Tom Murphy,  May 10, 2007

Remember when your parents bugged you about "being at a difficult age?" Well, if you're 43-61, you still are. The good thing about being a boomer is that your old bellbottoms and the Stones never seem to go out of style. The bad thing is that you're caught in the middle between parents who need your help and "children" who can't quite get out completely on their own. Add to that the health concerns of dealing with older parents and your own human frailties, and there's plenty to worry about. What to do? Well, relax. This will all work out, somehow. (Why wouldn't it?) But you can help by doing three things right now: take better care of yourself, share a little of your spare time/money with someone who needs it, and save more for your retirement. If we all did that, we could spend more time listening to "Sticky Fingers" and less time singing the "Bell Bottom Blues."

Tom Murphy,  May 5, 2007

For all the talk of taking flu shots and wearing surgical masks to protect yourself against some nasty strain of the flu that has yet to appear, there is relatively little attention paid to some common-sense solutions to staying healthy: eat right, get plenty of rest, and wash your hands and face with hot soapy water.

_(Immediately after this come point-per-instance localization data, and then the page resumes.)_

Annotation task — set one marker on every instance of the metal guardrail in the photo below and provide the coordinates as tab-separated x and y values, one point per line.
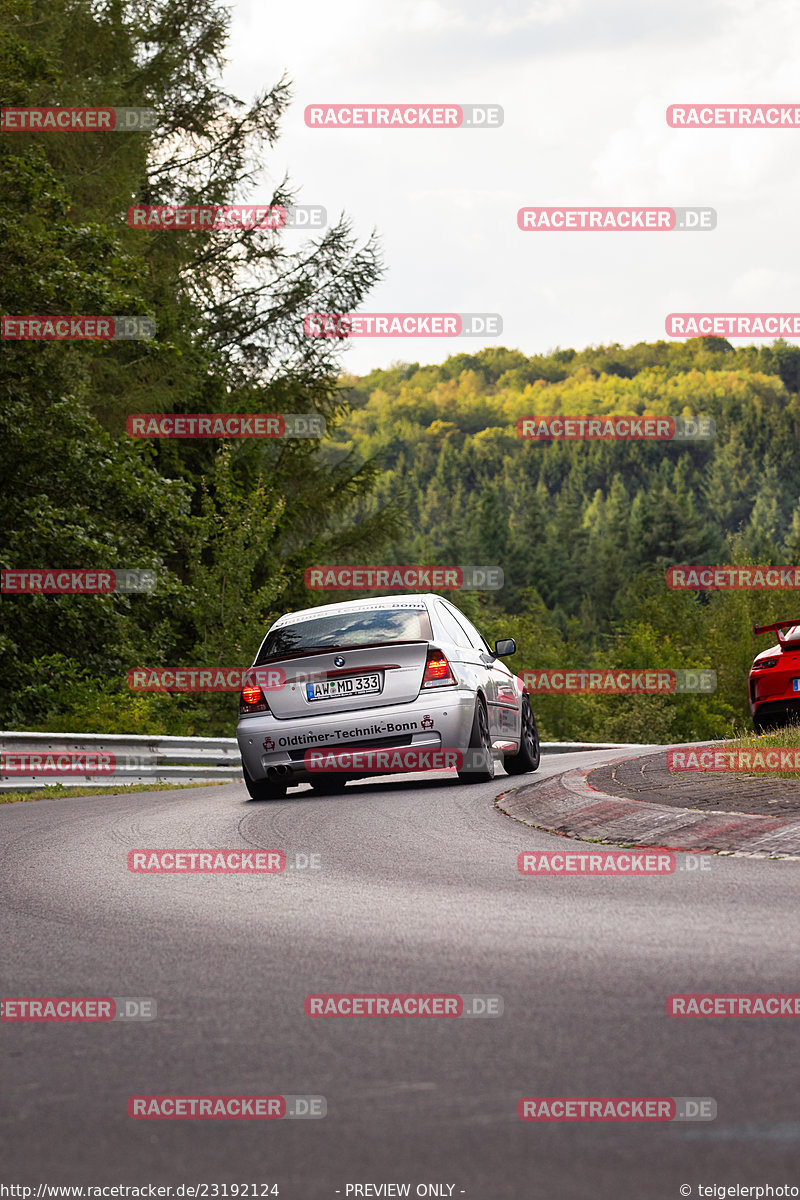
142	759
134	759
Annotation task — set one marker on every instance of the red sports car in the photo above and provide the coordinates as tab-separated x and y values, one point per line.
775	678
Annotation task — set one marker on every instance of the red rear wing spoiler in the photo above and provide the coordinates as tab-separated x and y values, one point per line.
776	628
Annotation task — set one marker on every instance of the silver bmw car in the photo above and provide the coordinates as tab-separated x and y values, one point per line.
355	683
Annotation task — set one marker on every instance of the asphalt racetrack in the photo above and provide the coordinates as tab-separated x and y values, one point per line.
416	891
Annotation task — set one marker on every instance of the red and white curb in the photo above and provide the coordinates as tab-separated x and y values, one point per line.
569	805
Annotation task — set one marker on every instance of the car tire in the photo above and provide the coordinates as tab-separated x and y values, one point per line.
329	785
529	755
263	789
480	743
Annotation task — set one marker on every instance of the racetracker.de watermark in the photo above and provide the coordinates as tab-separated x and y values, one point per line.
617	1108
557	862
206	862
708	759
77	329
205	678
400	1005
733	117
56	762
364	761
630	219
78	1008
733	324
227	216
403	579
733	1005
733	579
402	324
224	425
74	120
71	581
216	1107
611	427
403	117
618	679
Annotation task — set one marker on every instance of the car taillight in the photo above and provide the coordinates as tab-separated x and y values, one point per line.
437	671
252	700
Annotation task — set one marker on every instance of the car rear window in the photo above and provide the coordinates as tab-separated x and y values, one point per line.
364	627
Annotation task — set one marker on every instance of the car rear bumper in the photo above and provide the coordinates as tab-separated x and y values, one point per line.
276	749
783	712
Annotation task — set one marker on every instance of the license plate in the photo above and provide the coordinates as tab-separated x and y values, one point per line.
354	685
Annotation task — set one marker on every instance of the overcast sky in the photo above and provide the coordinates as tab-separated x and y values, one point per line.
584	88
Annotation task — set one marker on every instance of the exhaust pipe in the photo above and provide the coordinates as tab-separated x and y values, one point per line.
278	772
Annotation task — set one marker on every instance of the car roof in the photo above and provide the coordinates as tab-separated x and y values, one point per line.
400	600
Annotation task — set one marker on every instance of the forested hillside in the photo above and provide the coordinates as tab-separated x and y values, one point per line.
420	465
584	531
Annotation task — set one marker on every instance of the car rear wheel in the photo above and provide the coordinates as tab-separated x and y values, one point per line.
479	766
263	789
529	755
329	785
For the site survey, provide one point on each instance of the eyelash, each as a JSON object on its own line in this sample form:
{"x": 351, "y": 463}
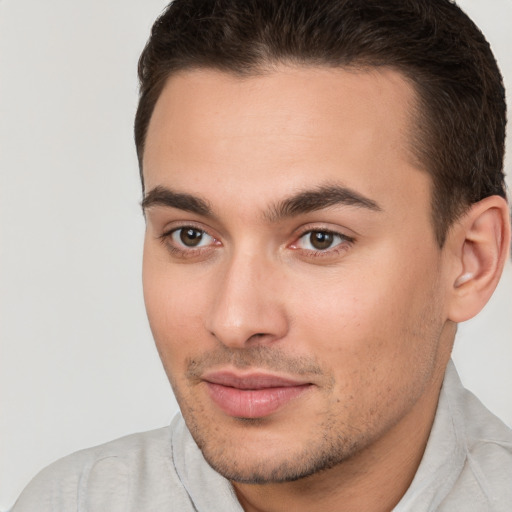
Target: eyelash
{"x": 344, "y": 243}
{"x": 191, "y": 252}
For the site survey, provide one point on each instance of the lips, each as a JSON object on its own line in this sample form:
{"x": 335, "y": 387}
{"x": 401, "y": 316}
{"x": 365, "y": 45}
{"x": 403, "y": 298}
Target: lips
{"x": 253, "y": 395}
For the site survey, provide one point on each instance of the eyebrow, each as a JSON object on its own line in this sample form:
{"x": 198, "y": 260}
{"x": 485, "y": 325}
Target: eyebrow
{"x": 304, "y": 202}
{"x": 318, "y": 199}
{"x": 163, "y": 196}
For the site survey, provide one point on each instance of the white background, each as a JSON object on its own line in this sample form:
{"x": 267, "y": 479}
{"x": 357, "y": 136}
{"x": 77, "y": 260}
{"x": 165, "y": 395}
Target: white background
{"x": 77, "y": 364}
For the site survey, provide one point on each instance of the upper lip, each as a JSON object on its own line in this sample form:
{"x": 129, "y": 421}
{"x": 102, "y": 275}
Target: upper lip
{"x": 255, "y": 380}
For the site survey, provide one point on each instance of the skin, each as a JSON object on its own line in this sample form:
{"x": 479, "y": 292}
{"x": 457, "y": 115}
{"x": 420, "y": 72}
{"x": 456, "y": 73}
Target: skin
{"x": 365, "y": 322}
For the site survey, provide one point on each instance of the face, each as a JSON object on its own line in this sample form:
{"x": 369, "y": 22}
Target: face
{"x": 292, "y": 280}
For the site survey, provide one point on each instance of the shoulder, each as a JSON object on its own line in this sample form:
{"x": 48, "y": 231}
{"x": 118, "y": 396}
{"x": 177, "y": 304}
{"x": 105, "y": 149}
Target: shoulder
{"x": 130, "y": 473}
{"x": 486, "y": 476}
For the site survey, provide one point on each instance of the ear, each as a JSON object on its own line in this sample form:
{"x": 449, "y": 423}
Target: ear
{"x": 480, "y": 246}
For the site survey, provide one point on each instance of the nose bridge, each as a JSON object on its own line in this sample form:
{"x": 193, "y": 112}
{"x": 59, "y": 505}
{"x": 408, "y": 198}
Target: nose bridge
{"x": 247, "y": 306}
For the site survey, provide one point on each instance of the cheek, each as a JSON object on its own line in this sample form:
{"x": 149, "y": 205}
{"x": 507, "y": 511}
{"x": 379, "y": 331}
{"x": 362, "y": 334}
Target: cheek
{"x": 175, "y": 309}
{"x": 379, "y": 316}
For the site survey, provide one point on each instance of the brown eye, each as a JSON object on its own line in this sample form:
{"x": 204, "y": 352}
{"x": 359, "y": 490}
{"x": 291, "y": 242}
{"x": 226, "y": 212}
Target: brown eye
{"x": 321, "y": 240}
{"x": 190, "y": 237}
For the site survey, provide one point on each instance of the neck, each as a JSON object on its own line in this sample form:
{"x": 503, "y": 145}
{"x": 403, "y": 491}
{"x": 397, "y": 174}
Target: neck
{"x": 373, "y": 480}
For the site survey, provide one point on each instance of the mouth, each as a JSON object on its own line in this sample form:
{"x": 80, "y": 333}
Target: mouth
{"x": 254, "y": 395}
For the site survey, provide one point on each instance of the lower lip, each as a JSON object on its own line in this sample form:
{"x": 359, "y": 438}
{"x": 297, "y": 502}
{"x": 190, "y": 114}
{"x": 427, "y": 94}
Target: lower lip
{"x": 253, "y": 403}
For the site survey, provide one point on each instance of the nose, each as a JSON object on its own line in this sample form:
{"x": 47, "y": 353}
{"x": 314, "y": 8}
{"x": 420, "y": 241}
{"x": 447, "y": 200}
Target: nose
{"x": 247, "y": 306}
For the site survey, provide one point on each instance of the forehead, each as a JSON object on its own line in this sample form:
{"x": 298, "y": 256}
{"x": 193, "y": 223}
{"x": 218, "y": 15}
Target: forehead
{"x": 287, "y": 129}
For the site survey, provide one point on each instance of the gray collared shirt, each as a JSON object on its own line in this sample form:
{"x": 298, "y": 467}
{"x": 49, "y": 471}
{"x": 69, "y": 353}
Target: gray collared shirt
{"x": 466, "y": 467}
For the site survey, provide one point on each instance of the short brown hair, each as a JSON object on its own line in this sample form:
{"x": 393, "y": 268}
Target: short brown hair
{"x": 461, "y": 117}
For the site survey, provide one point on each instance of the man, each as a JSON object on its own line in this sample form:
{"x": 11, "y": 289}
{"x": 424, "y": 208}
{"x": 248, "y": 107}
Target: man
{"x": 324, "y": 200}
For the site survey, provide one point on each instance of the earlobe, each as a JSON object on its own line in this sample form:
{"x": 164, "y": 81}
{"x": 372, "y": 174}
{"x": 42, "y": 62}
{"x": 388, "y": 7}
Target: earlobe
{"x": 482, "y": 244}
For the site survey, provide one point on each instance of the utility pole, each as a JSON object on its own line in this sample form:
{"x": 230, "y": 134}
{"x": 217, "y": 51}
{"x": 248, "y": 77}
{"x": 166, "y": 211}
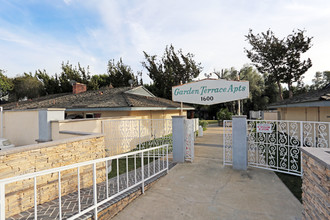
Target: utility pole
{"x": 239, "y": 101}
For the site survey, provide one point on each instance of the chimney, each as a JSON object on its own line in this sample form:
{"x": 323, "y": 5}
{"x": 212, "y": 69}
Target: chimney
{"x": 78, "y": 88}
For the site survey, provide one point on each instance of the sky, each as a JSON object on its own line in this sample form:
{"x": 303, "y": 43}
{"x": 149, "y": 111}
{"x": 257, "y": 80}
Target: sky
{"x": 41, "y": 34}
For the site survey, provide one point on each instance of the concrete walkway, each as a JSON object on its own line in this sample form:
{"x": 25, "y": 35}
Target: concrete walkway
{"x": 205, "y": 189}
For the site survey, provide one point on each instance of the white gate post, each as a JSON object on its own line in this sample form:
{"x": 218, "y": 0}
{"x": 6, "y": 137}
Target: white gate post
{"x": 178, "y": 138}
{"x": 240, "y": 150}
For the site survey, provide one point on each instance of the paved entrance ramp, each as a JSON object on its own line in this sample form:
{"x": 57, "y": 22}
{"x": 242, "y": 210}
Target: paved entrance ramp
{"x": 205, "y": 189}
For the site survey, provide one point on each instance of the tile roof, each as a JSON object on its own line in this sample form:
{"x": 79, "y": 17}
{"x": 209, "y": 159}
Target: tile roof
{"x": 312, "y": 96}
{"x": 103, "y": 98}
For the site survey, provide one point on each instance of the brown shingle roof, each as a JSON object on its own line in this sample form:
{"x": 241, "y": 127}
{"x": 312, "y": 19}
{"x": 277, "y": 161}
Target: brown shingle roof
{"x": 103, "y": 98}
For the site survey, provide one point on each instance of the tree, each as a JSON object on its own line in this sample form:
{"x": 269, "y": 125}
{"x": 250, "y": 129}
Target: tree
{"x": 173, "y": 68}
{"x": 320, "y": 80}
{"x": 26, "y": 86}
{"x": 51, "y": 84}
{"x": 119, "y": 73}
{"x": 6, "y": 84}
{"x": 280, "y": 59}
{"x": 98, "y": 81}
{"x": 72, "y": 74}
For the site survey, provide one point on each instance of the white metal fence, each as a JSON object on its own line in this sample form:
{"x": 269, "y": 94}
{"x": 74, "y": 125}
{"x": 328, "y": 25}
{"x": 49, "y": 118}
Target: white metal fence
{"x": 278, "y": 149}
{"x": 152, "y": 161}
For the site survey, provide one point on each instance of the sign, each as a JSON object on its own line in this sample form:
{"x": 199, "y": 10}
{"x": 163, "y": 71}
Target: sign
{"x": 210, "y": 91}
{"x": 264, "y": 128}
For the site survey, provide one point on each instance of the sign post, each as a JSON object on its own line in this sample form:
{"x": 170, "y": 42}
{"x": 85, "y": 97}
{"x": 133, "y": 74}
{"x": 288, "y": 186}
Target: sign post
{"x": 210, "y": 91}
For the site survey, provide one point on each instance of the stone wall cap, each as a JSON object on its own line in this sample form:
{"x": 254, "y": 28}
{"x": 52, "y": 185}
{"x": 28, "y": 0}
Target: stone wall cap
{"x": 46, "y": 144}
{"x": 321, "y": 155}
{"x": 239, "y": 116}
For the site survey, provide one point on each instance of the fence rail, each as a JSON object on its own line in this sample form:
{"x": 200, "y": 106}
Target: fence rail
{"x": 153, "y": 161}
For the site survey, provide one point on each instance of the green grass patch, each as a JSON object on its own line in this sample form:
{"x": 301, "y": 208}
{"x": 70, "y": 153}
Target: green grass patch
{"x": 122, "y": 165}
{"x": 212, "y": 121}
{"x": 293, "y": 183}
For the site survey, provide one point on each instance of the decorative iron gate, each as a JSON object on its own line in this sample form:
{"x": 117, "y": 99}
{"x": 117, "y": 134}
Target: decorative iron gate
{"x": 277, "y": 147}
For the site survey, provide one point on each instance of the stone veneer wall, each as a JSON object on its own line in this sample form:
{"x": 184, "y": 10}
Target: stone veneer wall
{"x": 316, "y": 183}
{"x": 33, "y": 158}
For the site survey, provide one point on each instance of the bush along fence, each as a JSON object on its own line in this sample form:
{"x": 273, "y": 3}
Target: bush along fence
{"x": 129, "y": 170}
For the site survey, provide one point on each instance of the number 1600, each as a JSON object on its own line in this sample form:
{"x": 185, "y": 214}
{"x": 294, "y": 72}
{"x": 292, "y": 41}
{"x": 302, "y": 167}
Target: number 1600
{"x": 207, "y": 98}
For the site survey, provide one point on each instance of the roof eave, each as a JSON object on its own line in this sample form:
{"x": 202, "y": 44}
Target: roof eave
{"x": 127, "y": 109}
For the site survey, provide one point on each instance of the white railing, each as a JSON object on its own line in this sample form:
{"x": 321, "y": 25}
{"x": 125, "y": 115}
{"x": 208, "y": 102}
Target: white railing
{"x": 278, "y": 149}
{"x": 156, "y": 159}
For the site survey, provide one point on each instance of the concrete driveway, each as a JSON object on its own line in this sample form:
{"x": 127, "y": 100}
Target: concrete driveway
{"x": 205, "y": 189}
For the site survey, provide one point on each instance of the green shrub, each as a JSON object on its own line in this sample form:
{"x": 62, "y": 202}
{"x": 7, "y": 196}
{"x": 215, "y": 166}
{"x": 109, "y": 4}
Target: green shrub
{"x": 224, "y": 114}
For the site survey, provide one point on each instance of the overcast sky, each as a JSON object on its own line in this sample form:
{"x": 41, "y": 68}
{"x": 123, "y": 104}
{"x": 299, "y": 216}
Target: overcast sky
{"x": 41, "y": 34}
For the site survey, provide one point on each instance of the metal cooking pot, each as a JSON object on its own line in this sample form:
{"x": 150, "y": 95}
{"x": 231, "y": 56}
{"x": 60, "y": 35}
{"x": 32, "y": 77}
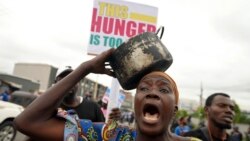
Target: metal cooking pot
{"x": 138, "y": 56}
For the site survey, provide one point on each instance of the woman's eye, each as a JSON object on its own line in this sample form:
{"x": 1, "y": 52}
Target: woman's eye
{"x": 164, "y": 90}
{"x": 143, "y": 89}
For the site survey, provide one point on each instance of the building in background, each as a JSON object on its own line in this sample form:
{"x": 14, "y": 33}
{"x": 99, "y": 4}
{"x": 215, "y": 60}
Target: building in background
{"x": 17, "y": 83}
{"x": 43, "y": 74}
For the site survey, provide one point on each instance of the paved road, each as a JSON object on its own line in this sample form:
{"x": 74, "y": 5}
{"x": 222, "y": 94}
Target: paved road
{"x": 20, "y": 137}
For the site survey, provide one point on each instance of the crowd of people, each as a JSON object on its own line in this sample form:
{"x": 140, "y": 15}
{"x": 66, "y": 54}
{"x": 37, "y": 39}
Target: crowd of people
{"x": 60, "y": 114}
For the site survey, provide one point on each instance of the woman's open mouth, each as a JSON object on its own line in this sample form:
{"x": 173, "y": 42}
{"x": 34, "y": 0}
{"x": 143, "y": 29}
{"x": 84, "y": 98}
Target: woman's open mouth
{"x": 151, "y": 113}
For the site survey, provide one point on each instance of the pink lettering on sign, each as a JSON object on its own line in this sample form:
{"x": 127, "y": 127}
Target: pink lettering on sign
{"x": 119, "y": 27}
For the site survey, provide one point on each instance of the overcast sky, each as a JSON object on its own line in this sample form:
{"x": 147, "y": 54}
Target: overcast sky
{"x": 209, "y": 40}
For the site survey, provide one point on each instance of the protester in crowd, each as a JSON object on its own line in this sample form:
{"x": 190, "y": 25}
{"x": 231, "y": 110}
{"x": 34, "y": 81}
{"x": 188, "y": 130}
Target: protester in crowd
{"x": 86, "y": 108}
{"x": 156, "y": 103}
{"x": 236, "y": 135}
{"x": 182, "y": 127}
{"x": 5, "y": 96}
{"x": 104, "y": 106}
{"x": 248, "y": 134}
{"x": 219, "y": 110}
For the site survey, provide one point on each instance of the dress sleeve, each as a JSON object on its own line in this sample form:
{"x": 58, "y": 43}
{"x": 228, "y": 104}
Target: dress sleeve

Most baby boomers flunk all three of these, and have a dozen excuses for their failures. Eating right involves a balanced diet with at least five fresh fruits and vegetable a day and a limit on fried foods and fat. A quick glimpse at most of the pizza and hamburger commercials shows you what not to eat. (No wonder they have to advertise. It's not natural to eat those things.) The average person should get eight hours of sleep a night. Study show those who get an average of an hour less die about a decade earlier. So if you get up at 6, you should be asleep by 10. And when was the last time you saw someone in a public restroom wait for the water to get hot when washing their hands?  Do you? You should. Do these things and you can spend a lot less time worrying about dying from the flu. Oh, and while you're at it, get a half-hour of vigorous daily exercise. That may help avoid a heart attack.

Cecily O'Connor,  April 18, 2007

Does the Supreme Court's decision on late-term abortions signal a political turning point? And is this ruling really in the best interest in women's health and safety? Republican presidential candidates like John McCain seem to think so and are praising the ruling. Pro-choice advocates, on the other hand, say the Constitutional right to abortion has been delivered a significant blow. I think California Rep. Lynn Woolsey said it well. In a statement, she wrote: "Today's partisan decision by the Supreme Court is a frightening and dangerous step toward criminalizing the very Constitutional freedoms that previous courts have upheld for generations." The ban provides "no exceptions, even when needed to save the health and life of the mother, and flies in the face of medical science."